When Bad Marketing Happens to Good Customers
Loyal customers are a marketer’s best source of new sales and referrals. That’s why smart marketers treat their best customers like gold, and why earning customer loyalty is the goal of every smart marketing strategy. Except at Toyota.
Beyond Bad News: Bad Customer Relationship Management
After a tough few months, Toyota is trying to regain the confidence of car buyers with a massive advertising campaign. In such a difficult sales environment, you’d think Toyota would see the value of retaining relationships with its most loyal customers.
But the mailing we just received for the 2011 Toyota Avalon is a giant disappointment.

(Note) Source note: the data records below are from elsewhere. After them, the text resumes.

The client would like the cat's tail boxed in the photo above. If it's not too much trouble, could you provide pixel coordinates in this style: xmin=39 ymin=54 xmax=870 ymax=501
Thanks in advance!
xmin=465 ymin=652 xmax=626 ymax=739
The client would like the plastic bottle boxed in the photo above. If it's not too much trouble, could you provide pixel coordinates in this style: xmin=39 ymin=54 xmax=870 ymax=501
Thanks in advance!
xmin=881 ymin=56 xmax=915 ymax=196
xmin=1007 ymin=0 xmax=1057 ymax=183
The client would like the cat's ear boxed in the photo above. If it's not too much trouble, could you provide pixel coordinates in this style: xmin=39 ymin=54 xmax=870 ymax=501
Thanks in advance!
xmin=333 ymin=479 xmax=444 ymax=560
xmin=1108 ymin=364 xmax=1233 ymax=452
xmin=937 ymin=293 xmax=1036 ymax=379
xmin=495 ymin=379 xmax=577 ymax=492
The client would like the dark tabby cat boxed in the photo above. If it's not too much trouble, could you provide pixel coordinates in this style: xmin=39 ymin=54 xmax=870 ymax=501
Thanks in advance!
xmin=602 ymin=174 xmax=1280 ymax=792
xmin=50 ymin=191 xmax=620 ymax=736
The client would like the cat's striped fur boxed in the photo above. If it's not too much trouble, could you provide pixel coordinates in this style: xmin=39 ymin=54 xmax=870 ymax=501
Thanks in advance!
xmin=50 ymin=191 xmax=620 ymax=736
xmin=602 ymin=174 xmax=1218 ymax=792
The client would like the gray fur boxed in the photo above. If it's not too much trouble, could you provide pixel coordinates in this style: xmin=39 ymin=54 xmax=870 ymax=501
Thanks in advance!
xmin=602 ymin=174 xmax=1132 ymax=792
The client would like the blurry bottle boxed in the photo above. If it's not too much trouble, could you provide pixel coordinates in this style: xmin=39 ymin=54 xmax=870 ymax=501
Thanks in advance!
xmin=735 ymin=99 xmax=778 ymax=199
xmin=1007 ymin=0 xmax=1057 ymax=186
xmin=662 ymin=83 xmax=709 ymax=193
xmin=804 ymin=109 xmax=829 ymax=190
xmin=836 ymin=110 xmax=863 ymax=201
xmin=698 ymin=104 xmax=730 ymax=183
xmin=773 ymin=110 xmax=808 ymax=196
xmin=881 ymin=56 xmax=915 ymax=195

By any measure, we are Toyota loyalists. In the past 25 years, our family has bought five Toyotas, including a 2000 Avalon that we still drive. We are the prime target for a new Avalon.
But instead of treating us like best customers, lavishing us with personal attention and a high-end marketing campaign that acknowledges our special customer status, here’s the cheesy selfmailer we got from Toyota about the 2011 Avalon. It’s a classic example of a poor direct marketing strategy.
Breaking the Rules of Good Direct Mail
This little four-panel selfmailer breaks many of the rules of effective direct mail marketing:
- Target your best customers with your best promotion. By sending us the same generic mailing it sent every prospect on a rented mailing list, Toyota dismissed the value of our 25-year, multi-buyer relationship.
- Match the mailing’s quality to the product. The base price for a 2011 Avalon is over $32,000. A 4.25” x 6.5” selfmailer printed on the lightest possible stock falls far short of the direct mail you’d expect for a company’s most expensive vehicle.
- Select a format that showcases the product. Since the mailing is postcard-sized, the images are small, too. Instead of spotlighting the fabulous details of this new car, the format makes it hard for the driver to see them.
- Make a compelling offer with a reason to act now. You can “build and price” your car at Toyota’s website and get free maintenance for two years under certain conditions, but the free maintenance offer is not well detailed and the deadline for the offer is buried beside an asterisk in the smallest possible typeface.
- Personalize the mailing to the recipient. The local dealer’s name is the only personalization on this piece. Our name appears only in the address. There isn’t even a PURL (personalized URL) for a web response.
A Smarter, “Best Customer” Marketing Strategy
A smarter marketing strategy for Toyota would be to communicate very personally with current Avalon owners like us.
Imagine if they had sent us a multi-piece, “best customer” direct marketing campaign with very high-end mailings on beautiful stock that showcased the car’s details, so we could picture ourselves behind the wheel. They could even have sent us an invitation for an exclusive first look at the new model, to be sure we were among the first to see it.
Suppose they’d offered us a generous trade-in on our current Avalon and the call to action had been personalized just to us, with the name, photo, and direct phone number of a salesperson at our local dealer. A special financial incentive could have been included to get us to act now, with a PURL to streamline an online appointment.
And most important, imagine how differently the campaign would have made us feel if Toyota had mined their customer database to identify us as multi-buyers and thank us for 25 years of customer loyalty.
We might have overcome our concerns about their safety record, reminded ourselves of the reasons we bought so many Toyotas in the past, and headed off to our local dealer.
Instead, our relationship with Toyota is probably over. We’re shopping for a Honda.
A final note:
The current advertising campaign for the new Toyota Avalon is a muddled waste of marketing resources. In this spot, the product is nearly lost in a dreamy cloudscape populated by pilots and flight attendants from a bygone era, all set to the tune of Theme from a Summer Place, which won the Grammy for Record of the Year in 1961. You’d have to be at least 60 to remember that song on the radio. Is this the demographic for the new Avalon? Or is Toyota trying to evoke the Mad Men era?